If the congress system is to improve intelligibility and reduce fatigue, there cannot be any compromise on audio quality. Yet, the whole quality of speech intelligibility is only as good as the weakest element in the sound creation chain. This starts at the microphone of the delegate unit, goes through the electronics of the conference system with its limiters and compressors as well as its DSP-functionalities and ends at the loudspeaker of the units and/or the sound reinforcement installed in the venue.
“Intelligibility is always the goal… why would anyone settle for ‘good enough’?” asks Druce.
Microphone arrays can allow more freedom to speak as they have more speech distance (up to 60cm) to the speaker and are not as visible (as goosenecks) in the conference.
According to Druce, “people have tried array mics now for several years and they certainly have their place in the congress market but the common problem is that of pick up. They are designed to pick up from wide and far which, in many congress environments, isn’t what is required. Closely whispered comments and private conversations can often be transmitted into the system. In addition, due to the pick-up pattern, these system draw in more background noise and this is not ideal for the hearing assistance solution. Hearing aid users rely on intelligibility and when too much background noise is introduced, the ability to distinguish between speech and noise becomes harder. The old law of physics doesn’t change – place the source as close to the mouth as possible – intelligibility wins every time over design.”
Pekar advises that choice of microphone is also dependent on the acoustics of the individual room or hall. “Modern conference systems have pluggable mics to ensure flexibility in mic selection,” he says. “Nonetheless, for acoustical challenging rooms the gooseneck is preferred.”
When it comes to audio networking, Dante/AVB is by far and away the market leader as it is a robust, reliable, time-sensitive and industrial standard for Audio-over-IP communication.
That said, any form of networking makes a congress system more flexible in the installation space. “Being able to pull off independent mic streams via Dante, for example, makes multi track recording more simple and maintains a higher level of audio quality,” explains Druce. “It also enables routing of the external audio to breakout areas while debating chambers become flexible and more manageable.”

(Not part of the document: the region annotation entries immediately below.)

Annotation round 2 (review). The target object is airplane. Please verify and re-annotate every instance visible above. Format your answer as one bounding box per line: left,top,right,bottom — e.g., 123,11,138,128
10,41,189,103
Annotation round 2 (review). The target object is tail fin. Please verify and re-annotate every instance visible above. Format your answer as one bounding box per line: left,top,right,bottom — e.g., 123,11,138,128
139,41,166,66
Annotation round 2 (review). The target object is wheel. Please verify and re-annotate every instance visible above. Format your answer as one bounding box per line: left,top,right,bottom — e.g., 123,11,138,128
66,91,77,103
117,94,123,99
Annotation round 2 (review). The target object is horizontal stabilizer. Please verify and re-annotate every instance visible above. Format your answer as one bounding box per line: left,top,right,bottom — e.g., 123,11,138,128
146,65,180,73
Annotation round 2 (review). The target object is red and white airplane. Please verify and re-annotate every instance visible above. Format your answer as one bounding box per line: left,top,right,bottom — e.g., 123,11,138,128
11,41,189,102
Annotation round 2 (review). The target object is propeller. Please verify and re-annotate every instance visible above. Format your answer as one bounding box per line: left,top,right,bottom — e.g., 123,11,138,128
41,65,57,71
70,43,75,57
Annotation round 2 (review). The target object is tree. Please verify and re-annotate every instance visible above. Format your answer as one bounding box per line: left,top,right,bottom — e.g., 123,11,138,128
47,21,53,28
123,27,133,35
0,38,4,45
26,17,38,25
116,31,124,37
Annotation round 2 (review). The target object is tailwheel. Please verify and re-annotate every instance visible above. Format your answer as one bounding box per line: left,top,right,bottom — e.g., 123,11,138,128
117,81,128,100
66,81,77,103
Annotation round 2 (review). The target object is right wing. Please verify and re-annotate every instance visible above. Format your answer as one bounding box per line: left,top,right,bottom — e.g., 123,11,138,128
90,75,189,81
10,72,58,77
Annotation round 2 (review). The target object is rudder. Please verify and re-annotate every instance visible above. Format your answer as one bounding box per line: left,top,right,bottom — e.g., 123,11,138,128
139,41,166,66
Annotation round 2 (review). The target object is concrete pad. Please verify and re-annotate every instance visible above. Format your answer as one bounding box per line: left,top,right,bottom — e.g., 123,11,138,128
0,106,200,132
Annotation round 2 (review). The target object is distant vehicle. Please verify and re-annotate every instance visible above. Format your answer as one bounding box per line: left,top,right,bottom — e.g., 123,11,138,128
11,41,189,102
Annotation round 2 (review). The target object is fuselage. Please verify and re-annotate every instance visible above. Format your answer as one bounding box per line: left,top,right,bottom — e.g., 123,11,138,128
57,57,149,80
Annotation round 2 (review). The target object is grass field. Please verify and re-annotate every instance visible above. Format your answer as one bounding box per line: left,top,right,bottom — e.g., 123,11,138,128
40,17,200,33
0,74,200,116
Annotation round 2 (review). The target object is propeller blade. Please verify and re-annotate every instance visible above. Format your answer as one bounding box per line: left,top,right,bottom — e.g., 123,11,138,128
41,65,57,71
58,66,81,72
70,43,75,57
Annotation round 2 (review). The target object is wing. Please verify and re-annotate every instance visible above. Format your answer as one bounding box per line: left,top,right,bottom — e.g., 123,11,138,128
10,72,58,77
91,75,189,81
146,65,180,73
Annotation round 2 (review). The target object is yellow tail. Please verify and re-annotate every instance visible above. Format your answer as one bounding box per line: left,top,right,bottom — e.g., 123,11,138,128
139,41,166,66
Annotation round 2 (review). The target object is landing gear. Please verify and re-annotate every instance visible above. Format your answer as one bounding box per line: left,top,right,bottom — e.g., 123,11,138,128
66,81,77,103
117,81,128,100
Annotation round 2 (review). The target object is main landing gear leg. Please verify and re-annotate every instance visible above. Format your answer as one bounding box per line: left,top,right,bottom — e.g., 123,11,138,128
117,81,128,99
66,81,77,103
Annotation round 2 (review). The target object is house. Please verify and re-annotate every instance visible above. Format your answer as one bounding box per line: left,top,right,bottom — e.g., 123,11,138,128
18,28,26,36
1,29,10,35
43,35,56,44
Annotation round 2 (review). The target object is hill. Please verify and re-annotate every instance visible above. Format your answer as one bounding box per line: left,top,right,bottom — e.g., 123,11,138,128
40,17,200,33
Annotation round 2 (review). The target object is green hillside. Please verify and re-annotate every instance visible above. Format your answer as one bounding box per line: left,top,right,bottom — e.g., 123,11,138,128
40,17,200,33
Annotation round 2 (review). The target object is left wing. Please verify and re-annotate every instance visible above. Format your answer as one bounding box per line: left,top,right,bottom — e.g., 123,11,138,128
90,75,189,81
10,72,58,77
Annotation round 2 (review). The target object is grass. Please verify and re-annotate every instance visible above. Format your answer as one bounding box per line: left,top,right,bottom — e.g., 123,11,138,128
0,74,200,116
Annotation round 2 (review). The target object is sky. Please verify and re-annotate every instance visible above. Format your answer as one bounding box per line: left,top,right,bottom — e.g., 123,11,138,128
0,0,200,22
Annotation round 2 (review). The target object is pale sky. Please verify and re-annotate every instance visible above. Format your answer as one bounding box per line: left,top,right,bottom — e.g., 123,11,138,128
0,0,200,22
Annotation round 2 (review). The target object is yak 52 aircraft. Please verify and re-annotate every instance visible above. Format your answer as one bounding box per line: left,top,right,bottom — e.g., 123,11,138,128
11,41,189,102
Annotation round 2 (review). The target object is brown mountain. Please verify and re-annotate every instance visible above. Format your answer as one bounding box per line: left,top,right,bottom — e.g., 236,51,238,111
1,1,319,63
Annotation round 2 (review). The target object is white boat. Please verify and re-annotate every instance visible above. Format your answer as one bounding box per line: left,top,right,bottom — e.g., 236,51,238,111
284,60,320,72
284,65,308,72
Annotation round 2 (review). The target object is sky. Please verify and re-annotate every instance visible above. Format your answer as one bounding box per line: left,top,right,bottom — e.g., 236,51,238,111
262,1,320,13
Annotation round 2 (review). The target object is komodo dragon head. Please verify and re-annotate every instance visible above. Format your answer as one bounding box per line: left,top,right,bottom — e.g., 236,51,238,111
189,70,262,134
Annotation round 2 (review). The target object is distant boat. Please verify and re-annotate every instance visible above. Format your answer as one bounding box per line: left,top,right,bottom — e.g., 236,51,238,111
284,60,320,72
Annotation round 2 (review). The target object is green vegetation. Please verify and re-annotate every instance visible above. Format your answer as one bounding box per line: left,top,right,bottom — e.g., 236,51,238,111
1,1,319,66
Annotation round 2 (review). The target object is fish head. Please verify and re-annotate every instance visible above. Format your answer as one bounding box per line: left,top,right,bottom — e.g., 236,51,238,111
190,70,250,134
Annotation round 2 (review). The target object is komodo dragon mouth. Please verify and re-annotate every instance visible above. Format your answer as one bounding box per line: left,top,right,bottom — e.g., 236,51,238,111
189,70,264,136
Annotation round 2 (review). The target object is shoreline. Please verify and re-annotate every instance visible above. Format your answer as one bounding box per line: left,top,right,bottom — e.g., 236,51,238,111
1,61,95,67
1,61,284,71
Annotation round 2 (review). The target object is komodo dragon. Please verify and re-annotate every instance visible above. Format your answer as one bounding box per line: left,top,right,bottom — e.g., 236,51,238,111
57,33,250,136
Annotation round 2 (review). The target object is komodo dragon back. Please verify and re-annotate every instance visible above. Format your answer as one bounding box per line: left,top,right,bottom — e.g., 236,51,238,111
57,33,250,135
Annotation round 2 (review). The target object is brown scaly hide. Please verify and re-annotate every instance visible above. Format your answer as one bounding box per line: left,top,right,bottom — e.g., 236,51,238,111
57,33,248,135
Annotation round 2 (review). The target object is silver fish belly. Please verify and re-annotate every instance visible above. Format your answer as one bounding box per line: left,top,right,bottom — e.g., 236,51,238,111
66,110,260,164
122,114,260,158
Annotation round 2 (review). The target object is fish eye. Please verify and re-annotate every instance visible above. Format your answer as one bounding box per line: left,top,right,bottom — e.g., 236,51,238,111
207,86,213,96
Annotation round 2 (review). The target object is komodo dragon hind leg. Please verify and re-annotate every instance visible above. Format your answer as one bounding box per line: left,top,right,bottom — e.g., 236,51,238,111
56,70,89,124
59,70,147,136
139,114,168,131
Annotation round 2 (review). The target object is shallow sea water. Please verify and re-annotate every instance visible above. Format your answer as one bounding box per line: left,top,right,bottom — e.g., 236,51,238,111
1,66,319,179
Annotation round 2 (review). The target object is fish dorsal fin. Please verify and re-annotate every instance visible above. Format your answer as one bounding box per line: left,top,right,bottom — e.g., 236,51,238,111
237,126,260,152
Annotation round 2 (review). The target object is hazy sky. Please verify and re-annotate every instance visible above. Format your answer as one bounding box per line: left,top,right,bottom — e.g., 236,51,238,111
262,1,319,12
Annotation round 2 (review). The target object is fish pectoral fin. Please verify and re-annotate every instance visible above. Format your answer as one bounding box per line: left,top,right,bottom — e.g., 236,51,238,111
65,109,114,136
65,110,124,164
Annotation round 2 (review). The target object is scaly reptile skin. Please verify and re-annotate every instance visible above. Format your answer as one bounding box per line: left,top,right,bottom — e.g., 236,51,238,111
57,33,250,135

“In conference applications the timing of a signal is important as it has to be lip-synched with the video image of the speaker,” informs Pekar. “This is important for the interpreters as, in order to deliver simultaneous translation, they need to see the image of the speaker to ‘translate’ their words and gestures and mimic the correct interpretation of the words
Professional conference systems work with audio bandwidth which exceeds 4-6KHz which is necessary for speech only. For better sound quality bandwidth from 20Hz up to 20KHz is needed – this is also important for any outside broadcaster distributing the conference to the public.
For video, HD is important and standard. AV signals have to be lip-synched (possible with the Bosch HD Conference Dome for example, which has a special HD-SDI output to enable this). Televic’s Plixus Core can run up to six full HD streams down a single network cable.
What is often overlooked is the huge incurred cost when a meeting is delayed or when it simply can’t continue because of a system failure. It is clear that conference venues are mission-critical environments requiring equipment that offers performance, security and reliability.
Testing is “mandatory” for any rental company, states Pekar. This includes off-site factory tests as well as in the conference venue itself to test against additional challenges thrown up by the individual environment.
The more complex installs are generally worked on for several years with prototypes and ideas sent back and forth several times. Once an agreement has been reached, a small test system will always be built so that all parties involved in the project from end user, designer and integrator can understand the build and usage pattern of the overall system.
“The idea of a ‘proof of concept’ is nothing new,” suggests Druce. “Integrators and consultants have been using it for years. But with the onset of networking and especially Dante (where potentially multiple manufacturers will be pulled together to form the perfect solution) it becomes imperative to plot a smaller working model.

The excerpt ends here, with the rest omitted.